Damon plays guitar and pares his fingernails and leaves the clippings on my coffee table when we leave. He puts bills up on telephone poles with a stapler gun announcing his project, which no one understands. He has a brand and a look to his project but it’s unclear what it is, something Vaudevillian and circus-like.
Pittsburgh is a hotbed of artists coming in and out of the café, flocking there like crows cawing, smoking, shitting all over the sidewalk. Many of them are there all day, some you only see in the morning because they’re actually doing art in their apartments, the rest of the day. Like Bill Wissell, the welder, who makes contorted bugs out of steel and puts them up in his windows, like it’s Halloween, all year-round.
Or Rick Bach, who plays guitar on the street even though he can play shows and make a living, he’s that good. He has a rockabilly outfit called Hellbelly and it’s as much fun watching them as it is hearing them, even more so, because they all look like real freaks and rock stars with their fucked up hair and sunglasses and beer-drinking right there, on the street.
I have a video camera and film them at Rick’s apartment. It’s a kind of Thing to get invited into Rick’s apartment. He even has an intercom so you have to announce who’s there and when they describe me they have to repeat my name a couple times and say, the guy who runs the open mic at Arabica.

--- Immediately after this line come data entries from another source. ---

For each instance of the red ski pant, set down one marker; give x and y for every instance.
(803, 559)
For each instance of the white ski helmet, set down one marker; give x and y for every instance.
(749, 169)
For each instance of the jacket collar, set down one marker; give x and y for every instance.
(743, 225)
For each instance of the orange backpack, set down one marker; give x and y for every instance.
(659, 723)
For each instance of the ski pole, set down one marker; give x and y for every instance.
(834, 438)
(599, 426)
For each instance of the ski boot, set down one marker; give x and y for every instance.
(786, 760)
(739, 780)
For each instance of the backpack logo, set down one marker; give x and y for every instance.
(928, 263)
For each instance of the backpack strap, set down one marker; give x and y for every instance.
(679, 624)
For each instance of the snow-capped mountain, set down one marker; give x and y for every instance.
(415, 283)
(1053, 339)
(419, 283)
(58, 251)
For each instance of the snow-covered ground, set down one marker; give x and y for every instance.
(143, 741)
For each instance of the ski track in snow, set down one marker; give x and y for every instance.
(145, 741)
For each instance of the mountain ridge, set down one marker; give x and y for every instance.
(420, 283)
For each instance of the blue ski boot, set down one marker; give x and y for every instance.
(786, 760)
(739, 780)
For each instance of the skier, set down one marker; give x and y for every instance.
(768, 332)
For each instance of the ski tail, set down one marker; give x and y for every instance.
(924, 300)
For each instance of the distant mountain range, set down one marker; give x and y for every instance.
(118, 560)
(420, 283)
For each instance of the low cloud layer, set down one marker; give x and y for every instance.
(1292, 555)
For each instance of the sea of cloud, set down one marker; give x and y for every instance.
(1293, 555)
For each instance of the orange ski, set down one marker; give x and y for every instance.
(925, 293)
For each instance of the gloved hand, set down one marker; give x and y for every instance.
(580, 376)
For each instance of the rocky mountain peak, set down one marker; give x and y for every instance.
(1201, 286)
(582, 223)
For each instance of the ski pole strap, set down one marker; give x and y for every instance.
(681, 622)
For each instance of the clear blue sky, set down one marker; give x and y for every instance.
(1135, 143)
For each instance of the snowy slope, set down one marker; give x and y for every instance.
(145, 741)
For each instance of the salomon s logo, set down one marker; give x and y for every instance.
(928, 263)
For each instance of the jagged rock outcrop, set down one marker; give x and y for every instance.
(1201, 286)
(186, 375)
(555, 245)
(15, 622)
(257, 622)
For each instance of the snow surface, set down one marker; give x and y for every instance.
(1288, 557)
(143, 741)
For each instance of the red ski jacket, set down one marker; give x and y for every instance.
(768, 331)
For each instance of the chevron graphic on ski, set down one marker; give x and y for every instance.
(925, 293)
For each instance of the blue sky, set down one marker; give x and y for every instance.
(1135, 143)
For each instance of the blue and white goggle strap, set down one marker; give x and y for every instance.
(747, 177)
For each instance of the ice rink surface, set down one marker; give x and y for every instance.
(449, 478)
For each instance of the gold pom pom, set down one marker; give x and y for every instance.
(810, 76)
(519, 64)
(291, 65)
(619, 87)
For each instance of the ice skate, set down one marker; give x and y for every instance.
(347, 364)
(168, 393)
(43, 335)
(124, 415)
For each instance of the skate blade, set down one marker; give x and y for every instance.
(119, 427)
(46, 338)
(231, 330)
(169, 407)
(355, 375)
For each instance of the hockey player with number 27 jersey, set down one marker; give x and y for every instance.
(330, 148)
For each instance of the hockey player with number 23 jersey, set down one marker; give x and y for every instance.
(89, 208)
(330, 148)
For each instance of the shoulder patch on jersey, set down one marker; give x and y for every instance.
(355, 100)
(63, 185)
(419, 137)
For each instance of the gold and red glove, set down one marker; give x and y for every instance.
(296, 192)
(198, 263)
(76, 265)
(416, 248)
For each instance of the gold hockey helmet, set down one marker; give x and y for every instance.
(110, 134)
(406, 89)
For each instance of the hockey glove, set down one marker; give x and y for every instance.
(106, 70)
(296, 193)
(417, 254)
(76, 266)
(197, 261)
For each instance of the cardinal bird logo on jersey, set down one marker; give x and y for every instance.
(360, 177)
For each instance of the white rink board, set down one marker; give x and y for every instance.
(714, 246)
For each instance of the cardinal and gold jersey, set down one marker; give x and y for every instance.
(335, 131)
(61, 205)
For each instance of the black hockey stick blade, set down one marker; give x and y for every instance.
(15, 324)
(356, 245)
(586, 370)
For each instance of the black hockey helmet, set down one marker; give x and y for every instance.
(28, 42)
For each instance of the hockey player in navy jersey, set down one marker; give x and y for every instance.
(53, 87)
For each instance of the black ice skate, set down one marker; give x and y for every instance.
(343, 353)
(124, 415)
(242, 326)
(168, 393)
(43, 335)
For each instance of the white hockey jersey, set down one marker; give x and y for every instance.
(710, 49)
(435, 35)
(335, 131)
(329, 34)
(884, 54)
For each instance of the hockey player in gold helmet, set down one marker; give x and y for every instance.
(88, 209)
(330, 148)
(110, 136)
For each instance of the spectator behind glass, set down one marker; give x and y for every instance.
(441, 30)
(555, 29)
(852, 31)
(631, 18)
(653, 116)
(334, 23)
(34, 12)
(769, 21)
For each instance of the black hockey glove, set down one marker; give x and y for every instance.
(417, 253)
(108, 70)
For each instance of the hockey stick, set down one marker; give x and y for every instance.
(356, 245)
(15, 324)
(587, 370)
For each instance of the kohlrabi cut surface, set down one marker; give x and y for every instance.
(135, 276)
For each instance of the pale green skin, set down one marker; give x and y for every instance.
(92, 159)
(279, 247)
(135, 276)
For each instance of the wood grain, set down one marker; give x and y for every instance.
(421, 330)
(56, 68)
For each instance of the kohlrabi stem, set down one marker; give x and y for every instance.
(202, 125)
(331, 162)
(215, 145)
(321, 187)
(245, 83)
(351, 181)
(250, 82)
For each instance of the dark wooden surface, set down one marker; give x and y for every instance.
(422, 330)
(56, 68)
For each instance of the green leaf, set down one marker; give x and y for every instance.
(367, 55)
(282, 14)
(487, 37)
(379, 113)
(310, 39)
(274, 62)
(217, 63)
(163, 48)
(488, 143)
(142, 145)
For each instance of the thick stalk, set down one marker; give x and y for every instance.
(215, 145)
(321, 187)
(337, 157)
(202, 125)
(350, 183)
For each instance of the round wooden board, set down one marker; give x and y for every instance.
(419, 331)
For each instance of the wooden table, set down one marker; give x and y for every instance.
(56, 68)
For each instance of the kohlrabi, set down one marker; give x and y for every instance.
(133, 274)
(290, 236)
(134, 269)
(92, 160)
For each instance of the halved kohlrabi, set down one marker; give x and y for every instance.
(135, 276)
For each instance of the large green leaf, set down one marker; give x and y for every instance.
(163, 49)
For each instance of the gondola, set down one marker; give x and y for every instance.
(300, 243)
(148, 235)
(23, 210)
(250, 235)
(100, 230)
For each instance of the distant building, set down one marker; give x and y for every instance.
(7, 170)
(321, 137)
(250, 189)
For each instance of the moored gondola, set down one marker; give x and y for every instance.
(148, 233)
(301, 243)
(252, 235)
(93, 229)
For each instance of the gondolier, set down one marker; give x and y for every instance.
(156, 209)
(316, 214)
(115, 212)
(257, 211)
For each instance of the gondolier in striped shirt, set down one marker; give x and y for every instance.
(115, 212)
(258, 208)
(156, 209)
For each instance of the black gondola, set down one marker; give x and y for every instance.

There is an older guy they call Horsey at Rick’s, and he is wasted beyond measure. They are baiting Horsey to do bad things, and Horsey is happy to please. Horsey is likely homeless and slurs even when he’s not drunk. He never comes in to the shop because he doesn’t have any money. They get him high and he sings and takes his clothes off and we all laugh, I film it.
Beanloaf is there too: Beanloaf looks like Charles Manson, with the hair and the far-off eyes, and the stone-cast face. They say he smoked his mother’s ashes once, and I believe it.
And others from the Circus Apocalypse, who can get out of strait jackets and run across broken glass barefooted, and eat large, live bugs. These are the people I want to associate with, I think, because they are making something out of their minds for other people’s enjoyment, just making it up and living it. There is no separation between the two worlds. This time is like a dream and we are all moving through it in that way you do in dreams, when you know it’s about to end and you’ll try hard to remember it the next day, convinced it means something you should pay attention to.